The Icarian’s final purpose blew away like misty breath on a cold morning. He turned the blade toward himself, the metal shaking like a bird’s hurt wing, and he plunged it into his chest.
 

Tryst’s eyes bore pain and sadness. They were the last thing the Icarian saw.

Chapter 16

UNDERWORLD DREAMS

“Those with the greatest awareness

have the greatest nightmares.”

The leader of the mountain people, the Icarian Summit, stood in the central square of the Gloaming. He held his sword high overhead. His face was blank. His long gray hair fell over his shoulders. Blood dripped down his bare chest.

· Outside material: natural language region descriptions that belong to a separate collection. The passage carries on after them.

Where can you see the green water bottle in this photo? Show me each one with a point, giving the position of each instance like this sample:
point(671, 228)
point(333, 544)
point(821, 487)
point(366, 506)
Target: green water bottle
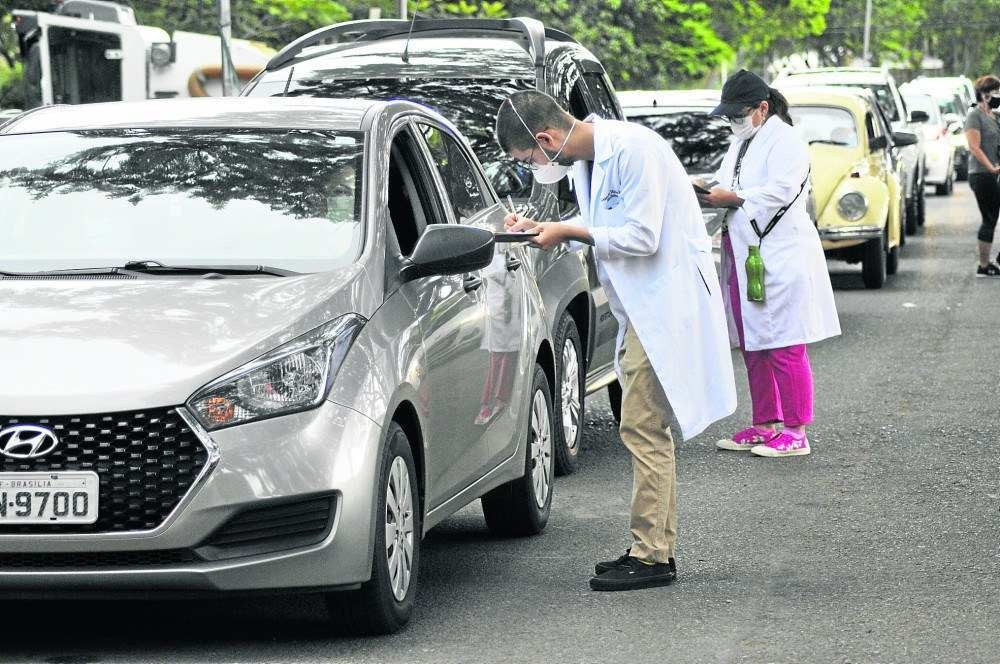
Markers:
point(755, 275)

He swung hard at me. I jumped back, but too late. He slashed into my shoulder, and I dropped something from my hand. The pain blazed.

I fell onto my back. The black box was hanging above me, taunting me as ever. It was a path out of this place, but I could not reach it.

The Icarian Summit stomped his bare foot on the fresh wound in my shoulder. He pointed his long sword at my neck. It was Zarathus. It was supposed to be my sword.

You grow soft, Andor.
I heard his words in my mind, but his mouth did not move.

“Stop!” I shouted at him. “Enough killing. Make it stop.”

Only you can make it stop.
His expression was the same, as steady and solid as a mountain.

“I can’t. Look what’s become of me.”

Who are you?

Suddenly I was not myself. I was the king of Sunan. I could not see my face, but I remembered the throne. It was made of gold, as bright as the sun.

“A Sunan,” I said, “but I don’t know who.”

“You know and you run from it.” This time the Summit’s mouth spoke the words. He moved his sword away from my neck. He stepped back. “Stand and fight me.”

“No, I will not fight.” I rose to a crouch.

“You will fight or you will die.”

“Then I will die.”

“You will fight,” he commanded.

I stood and a spear was in my hand. I hurled it at him.

He ducked it easily.
 


You
fight.” He smiled. “But
he
will die.”

Before I could ask who
he
was, the Summit stabbed Zarathus at me. The blade pierced into my gut. I drowned in the pain like a man sinking in an ocean.
 

“If you will fight,” the Summit said, “you will bring peace.” He twisted the blade inside me. I collapsed, my hands clutching at the wound in my gut. “If you will not fight, you will find a death worse than the Gloaming.” His words rang in my ears.

I was writhing on the ground. Blood and mud and pain washed over me.

“Wake up.”
 

Someone was shaking me.

“Wake up.”

I opened my eyes. I was in my bed.

“You were having another dream,” Lorien said. She had lit a candle by the bed. Her face showed concern and something more. Fear. Her face showed fear of me.

“What did I say?” I asked.

“You said you would die.” She paused. “And you said you’d rather we all die than fight. What did you see?”

“I was in the Gloaming. I was not myself. I was fighting the Summit.”

“The Summit?”

“The leader of the Icarian people. He wanted me to fight.”

“He was right,” Lorien said. “We have to fight.” She had been saying that for days.

“I think maybe I will have to fight, but it is more complicated.” I began to say more, but she stopped me with a finger on my lips.

“The Sunans bring war, and we will defeat them.” The fear was gone from her face. She looked pure and resolute, like a leader. “War may bring complexities, but what we must do is simple. We prepare our men to fight, and when the Sunans come, we throw them off our walls and our shores.”

I shook my head. “I am still hoping for another way.”

“You can keep your hope.” Her voice blended sympathy and frustration. “You have to overcome what happened to you in the Gloaming. Stop pretending it did not happen. Face it and overcome it. Hope can help. But you cannot avoid this war. We have to prepare for it.”